Inilah yang membuat fisik Gombloh menjadi lemah. Hingga akhirnya Gombloh diketahui mengidap penyakit paru-paru.
Setamatnya SMA, 1968, Gombloh diterima di ITS (Institut Teknologi 10 November) dengan jurusan Arsitektur. Namun, kecintaannya pada musik dan kelarutannya pada kehidupan malam membuat Gombloh tidak melanjutkan kuliah.
Kemudian Ia bergabung dengan satu geng bernama “Gegars Otack”. Memang, saat itu di Surabaya sedang musimnya geng. Positifnya, geng ini memilii radio amatir dan banyak dari anggotanya yang suka musik. Geng ini membuat wawasan musik Gombloh semakin berkembang.
Keluarga Gombloh sendiri tak pernah mengetahui apa yang Ia lakukan di luar rumah. Mereka seringkali hanya mendapatkan kabar tentang acara musik yang dimainkan oleh Gombloh. Ibunya selalu menyebar pesan pada teman-teman Gombloh dan meminta anaknya untuk cepat pulang.
Advertisement
Bengkel Muda Surabaya
Sekitar 1975-an, Bengkel Muda Surabaya (BMS) terbentuk. Di sinilah berkumpul anak-anak muda pecinta seni, baik itu seni musik, seni rupa, drama dan banyak lagi. Tentu saja, Gombloh termasuk di dalamnya.
BMS menjadi tempat bagi Gombloh untuk berkenalan dengan banyak orang seperti Leo Kristi, Naniel Khusnul Yakin, Mung dan masih banyak lagi. Ketiga orang itu menjadi sosok inspirasi Gombloh untuk masuk dunia rekaman. Melalui organisasi ini juga, musisi yang mengaku berangkat dari corak musik blues ini merasa kreativitasnya terpancing.
Akhirnya pada 1978, Gombloh berhasil meluncurkan album perdananya dengan nama “Naia dan Atmosfer”. Album perdananya ini tidak terlalu meledak di pasaran Namun, salah satu lagunya yang berlirik nyentrik “tai kucing rasa coklat”, sontak populer di masyarakat.

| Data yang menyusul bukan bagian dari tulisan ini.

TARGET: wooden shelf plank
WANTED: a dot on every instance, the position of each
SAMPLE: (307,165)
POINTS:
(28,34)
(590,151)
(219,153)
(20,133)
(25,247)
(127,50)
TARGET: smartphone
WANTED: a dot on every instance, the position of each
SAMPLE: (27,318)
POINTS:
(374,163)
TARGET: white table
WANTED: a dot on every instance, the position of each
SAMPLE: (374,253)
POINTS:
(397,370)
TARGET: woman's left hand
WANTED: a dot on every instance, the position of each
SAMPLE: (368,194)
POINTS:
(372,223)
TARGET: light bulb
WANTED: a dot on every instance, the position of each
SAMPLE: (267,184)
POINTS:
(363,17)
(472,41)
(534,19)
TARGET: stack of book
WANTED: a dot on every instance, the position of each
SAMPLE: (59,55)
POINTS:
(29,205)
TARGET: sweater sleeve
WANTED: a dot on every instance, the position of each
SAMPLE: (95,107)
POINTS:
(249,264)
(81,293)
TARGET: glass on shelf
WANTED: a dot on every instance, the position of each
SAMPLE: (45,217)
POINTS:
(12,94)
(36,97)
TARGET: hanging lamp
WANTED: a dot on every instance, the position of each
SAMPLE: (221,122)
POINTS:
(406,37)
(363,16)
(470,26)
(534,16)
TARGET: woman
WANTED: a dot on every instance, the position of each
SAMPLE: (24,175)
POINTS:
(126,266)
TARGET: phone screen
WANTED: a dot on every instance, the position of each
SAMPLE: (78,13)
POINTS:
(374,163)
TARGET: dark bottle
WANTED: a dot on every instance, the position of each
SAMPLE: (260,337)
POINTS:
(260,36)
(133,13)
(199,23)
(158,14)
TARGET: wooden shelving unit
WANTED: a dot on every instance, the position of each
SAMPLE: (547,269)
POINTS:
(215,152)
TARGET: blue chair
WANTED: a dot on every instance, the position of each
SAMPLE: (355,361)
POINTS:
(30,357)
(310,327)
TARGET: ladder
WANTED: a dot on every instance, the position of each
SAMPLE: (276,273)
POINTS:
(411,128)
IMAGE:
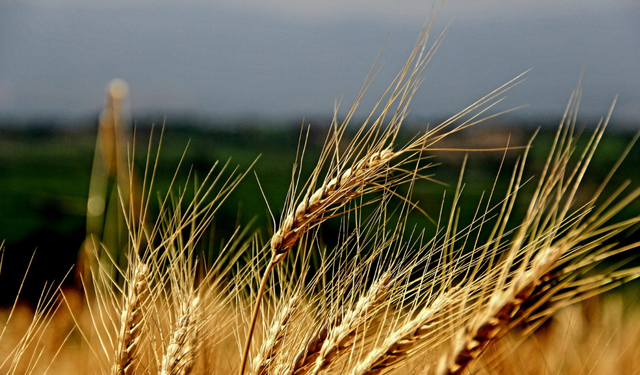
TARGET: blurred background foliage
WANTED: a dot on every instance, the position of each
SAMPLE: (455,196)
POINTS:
(45,173)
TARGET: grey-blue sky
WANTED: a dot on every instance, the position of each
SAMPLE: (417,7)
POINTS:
(294,58)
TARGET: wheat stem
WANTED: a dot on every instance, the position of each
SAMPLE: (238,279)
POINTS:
(131,323)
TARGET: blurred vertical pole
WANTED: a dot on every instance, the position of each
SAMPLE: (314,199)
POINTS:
(110,188)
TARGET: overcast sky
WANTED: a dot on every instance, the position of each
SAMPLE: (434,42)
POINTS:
(289,58)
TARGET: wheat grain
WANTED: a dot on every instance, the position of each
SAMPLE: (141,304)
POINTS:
(131,323)
(342,335)
(264,360)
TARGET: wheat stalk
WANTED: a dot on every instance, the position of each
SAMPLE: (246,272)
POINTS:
(132,322)
(264,360)
(180,354)
(408,338)
(341,336)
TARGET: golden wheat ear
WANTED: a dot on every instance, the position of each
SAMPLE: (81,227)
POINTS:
(179,356)
(131,323)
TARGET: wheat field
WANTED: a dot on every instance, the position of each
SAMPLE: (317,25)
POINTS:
(487,296)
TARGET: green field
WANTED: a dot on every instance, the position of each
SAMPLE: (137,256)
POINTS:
(45,175)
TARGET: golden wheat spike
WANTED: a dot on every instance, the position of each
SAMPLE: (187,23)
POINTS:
(132,321)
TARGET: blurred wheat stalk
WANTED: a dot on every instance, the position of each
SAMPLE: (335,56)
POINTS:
(387,299)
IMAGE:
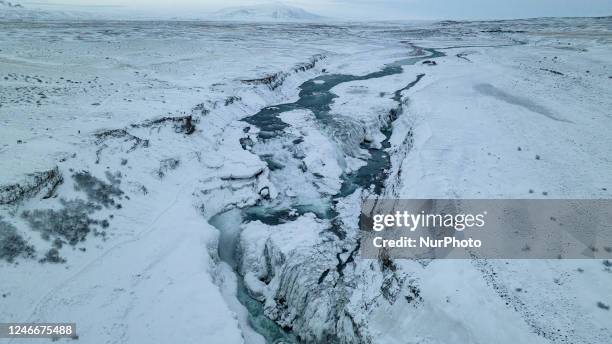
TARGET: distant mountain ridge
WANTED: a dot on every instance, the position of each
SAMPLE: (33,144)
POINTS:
(266,12)
(15,11)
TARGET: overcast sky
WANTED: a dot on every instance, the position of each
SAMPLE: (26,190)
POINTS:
(355,9)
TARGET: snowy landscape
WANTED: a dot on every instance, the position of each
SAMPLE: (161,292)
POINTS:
(200,181)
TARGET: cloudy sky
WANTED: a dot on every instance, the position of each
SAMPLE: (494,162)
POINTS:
(354,9)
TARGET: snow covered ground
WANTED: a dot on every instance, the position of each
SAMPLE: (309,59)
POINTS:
(120,141)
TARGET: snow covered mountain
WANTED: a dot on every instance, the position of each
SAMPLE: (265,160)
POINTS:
(15,11)
(194,182)
(266,12)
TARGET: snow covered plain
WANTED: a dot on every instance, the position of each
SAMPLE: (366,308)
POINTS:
(200,182)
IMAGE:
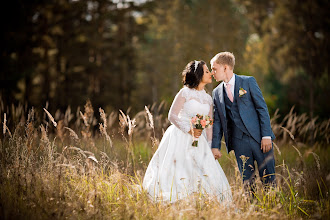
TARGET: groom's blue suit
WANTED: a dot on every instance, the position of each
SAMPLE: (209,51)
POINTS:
(243,123)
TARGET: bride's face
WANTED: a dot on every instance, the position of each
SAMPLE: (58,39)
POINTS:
(207,77)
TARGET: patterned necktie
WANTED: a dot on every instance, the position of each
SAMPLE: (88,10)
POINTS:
(229,94)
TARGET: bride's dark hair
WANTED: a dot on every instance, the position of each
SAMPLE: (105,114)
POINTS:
(193,73)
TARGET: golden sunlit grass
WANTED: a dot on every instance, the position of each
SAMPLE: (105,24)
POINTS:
(81,166)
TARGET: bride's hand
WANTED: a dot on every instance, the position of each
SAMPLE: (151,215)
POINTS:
(196,132)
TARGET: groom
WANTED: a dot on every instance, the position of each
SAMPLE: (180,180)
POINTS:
(241,115)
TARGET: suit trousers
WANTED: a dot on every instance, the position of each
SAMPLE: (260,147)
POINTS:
(251,149)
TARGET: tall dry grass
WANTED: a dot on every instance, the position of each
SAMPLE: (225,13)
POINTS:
(83,165)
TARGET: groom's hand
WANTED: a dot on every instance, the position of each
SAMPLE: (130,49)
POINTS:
(216,153)
(196,132)
(266,145)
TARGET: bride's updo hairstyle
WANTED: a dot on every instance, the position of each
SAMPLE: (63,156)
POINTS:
(193,73)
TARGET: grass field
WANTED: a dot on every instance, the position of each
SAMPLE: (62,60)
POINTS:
(86,165)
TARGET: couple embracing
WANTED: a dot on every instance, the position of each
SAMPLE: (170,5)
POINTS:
(178,169)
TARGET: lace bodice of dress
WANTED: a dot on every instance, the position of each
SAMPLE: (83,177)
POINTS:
(187,104)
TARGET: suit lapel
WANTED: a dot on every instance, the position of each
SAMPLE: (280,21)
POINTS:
(221,99)
(236,89)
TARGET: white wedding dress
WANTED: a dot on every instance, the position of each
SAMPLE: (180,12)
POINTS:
(177,169)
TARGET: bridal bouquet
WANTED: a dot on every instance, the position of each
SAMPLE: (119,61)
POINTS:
(200,122)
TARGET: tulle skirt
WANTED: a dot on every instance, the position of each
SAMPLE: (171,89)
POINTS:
(177,169)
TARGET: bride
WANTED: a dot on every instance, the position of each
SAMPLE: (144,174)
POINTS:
(177,168)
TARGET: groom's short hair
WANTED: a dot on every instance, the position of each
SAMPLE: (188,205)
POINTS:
(223,58)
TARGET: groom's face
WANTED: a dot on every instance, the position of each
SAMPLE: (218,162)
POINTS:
(218,71)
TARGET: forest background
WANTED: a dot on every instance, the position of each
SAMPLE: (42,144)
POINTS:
(125,54)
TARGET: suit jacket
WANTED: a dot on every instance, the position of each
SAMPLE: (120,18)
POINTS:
(252,110)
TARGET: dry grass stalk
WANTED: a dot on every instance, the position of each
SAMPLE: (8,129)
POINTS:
(291,135)
(50,117)
(151,121)
(103,127)
(84,119)
(4,123)
(72,133)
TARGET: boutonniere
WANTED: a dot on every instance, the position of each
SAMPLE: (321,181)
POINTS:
(242,92)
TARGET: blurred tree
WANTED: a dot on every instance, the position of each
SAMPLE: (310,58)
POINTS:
(66,52)
(293,35)
(181,31)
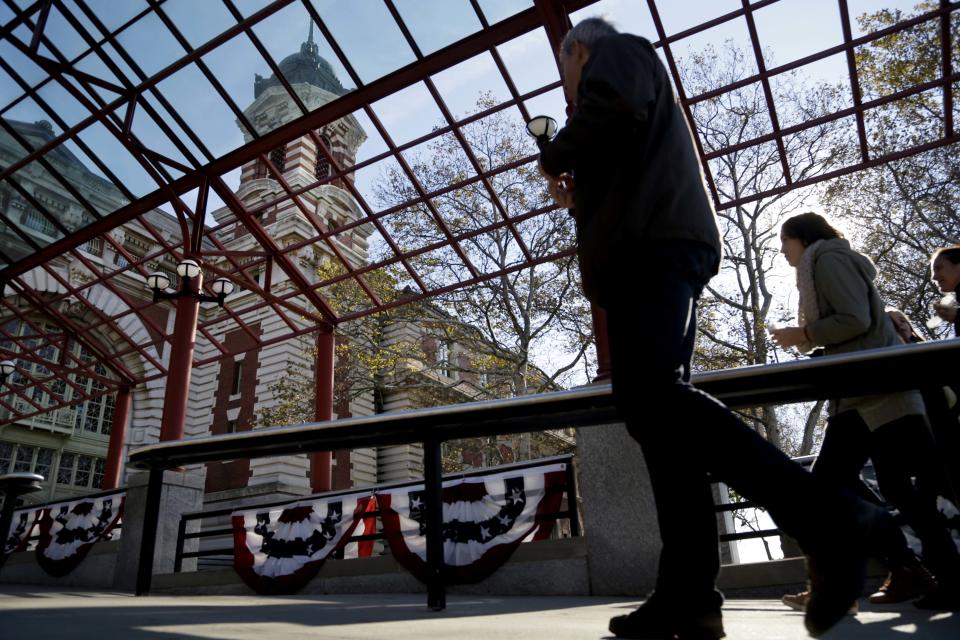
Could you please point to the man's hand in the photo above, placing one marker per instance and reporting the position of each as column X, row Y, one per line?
column 947, row 312
column 789, row 336
column 561, row 189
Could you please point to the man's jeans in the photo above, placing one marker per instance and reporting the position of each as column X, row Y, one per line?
column 684, row 433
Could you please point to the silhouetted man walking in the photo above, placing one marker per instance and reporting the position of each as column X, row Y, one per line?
column 626, row 166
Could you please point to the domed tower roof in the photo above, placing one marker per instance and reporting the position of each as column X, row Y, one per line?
column 307, row 66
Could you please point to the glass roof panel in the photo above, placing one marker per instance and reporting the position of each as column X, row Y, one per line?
column 812, row 90
column 163, row 49
column 162, row 113
column 234, row 64
column 198, row 22
column 62, row 104
column 548, row 234
column 435, row 24
column 716, row 41
column 304, row 56
column 116, row 157
column 632, row 17
column 93, row 64
column 439, row 162
column 250, row 7
column 904, row 123
column 472, row 85
column 115, row 13
column 68, row 42
column 859, row 9
column 777, row 23
column 409, row 113
column 529, row 61
column 151, row 136
column 368, row 35
column 130, row 77
column 497, row 10
column 384, row 183
column 552, row 103
column 680, row 16
column 814, row 151
column 499, row 139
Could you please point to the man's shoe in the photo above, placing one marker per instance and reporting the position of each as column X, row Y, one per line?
column 904, row 583
column 837, row 572
column 798, row 602
column 652, row 621
column 943, row 598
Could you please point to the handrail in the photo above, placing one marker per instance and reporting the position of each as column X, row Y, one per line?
column 858, row 373
column 570, row 513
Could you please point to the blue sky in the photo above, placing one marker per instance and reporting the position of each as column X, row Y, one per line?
column 789, row 29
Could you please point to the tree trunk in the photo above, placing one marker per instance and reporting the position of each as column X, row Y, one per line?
column 806, row 446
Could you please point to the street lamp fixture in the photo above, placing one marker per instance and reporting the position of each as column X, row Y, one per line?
column 188, row 269
column 542, row 128
column 7, row 367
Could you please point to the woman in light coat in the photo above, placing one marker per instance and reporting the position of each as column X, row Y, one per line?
column 841, row 311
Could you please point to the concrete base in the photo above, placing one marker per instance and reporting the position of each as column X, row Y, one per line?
column 619, row 516
column 182, row 492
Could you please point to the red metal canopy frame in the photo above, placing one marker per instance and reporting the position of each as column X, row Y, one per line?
column 78, row 320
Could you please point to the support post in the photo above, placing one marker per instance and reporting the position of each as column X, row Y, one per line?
column 118, row 432
column 321, row 461
column 603, row 344
column 148, row 541
column 433, row 502
column 181, row 364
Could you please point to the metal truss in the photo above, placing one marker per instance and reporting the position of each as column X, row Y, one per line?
column 124, row 91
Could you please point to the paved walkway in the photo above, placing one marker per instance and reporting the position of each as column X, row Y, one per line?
column 36, row 613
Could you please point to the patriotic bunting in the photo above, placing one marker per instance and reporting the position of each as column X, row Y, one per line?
column 484, row 520
column 69, row 530
column 279, row 551
column 21, row 527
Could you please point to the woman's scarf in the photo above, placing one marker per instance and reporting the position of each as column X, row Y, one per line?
column 808, row 311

Selain rekaman, Gombloh juga masih aktif “mengamen” di Shinta dan Blue Sixteen. Uang yang diperoleh dari tak jarang dibagi-bagikan untuk teman-temannya. Sepulang “ngamen”, Ia selalu kembali ke BMS. BMS sudah menjadi rumah bagi Gombloh.
Kala itu, nama Gombloh memang belum saatnya menjulang Ia juga sempat terbesit ide untuk membuat opera musik berjudul “Damarwulan”, namun gagal dilaksanakan. Kegigihannya pun mulai goyah, dan Gombloh semakin sarat dengan kehidupan malam.
Berjiwa Sosial Tinggi
Sebenarnya, Gombloh tidak selalu memperlakukan perempuan malam itu layaknya “pembeli”. Seringkali Gombloh memperlakukan perempuan itu hanya sebatas menjadi teman ngobrol, bercerita, berbagi isi hati, bahkan dijadikan sumber inspirasi karyanya.
Jiwa merakyat pada perempuan malam atau sesamanya ini membuat jiwa sosial Gombloh lebih berperan. Gombloh pun dikenal sebagai sosok yang dermawan. Banyak temannya mengakui sosok Gombloh yang peduli akan sesama.
Banyak permasalahan dari WTS (Wanita Tuna Susila) yang Gombloh bantu untuk selesaikan. Berbagai kesulitan mulai dari keuangan hingga penyakit, Gombloh tak segan untuk carikan solusinya. Bahkan Gombloh sempat membayarkan perawatan penuh seorang WTS yang sedang mengidap penyakit.
Sys NS, salah satu kawannya di Radio Prambors memiliki kenangan tersendiri dengan Gombloh.
“Saya pernah melihat Mas Gombloh itu dengan becak membagi-bagikan BH (bra) kepada beberapa WTS. Ia memang profil orang yang aneh, tapi sangat manusiawi.”
Kepopuleran ini tidak mengubah gaya hidup Gombloh yang nyentrik. Tubuhnya tetap tidak terurus, suka begadang, dan seringkali mengunjungi daerah lampu merah.
Merokoknya yang juga semakin kuat, membuat fiisknya terus digerogoti. Tubuhnya yang kurus, dan keriput membuat penampilan Gombloh terlihat lebih tua dari usia sebenarnya.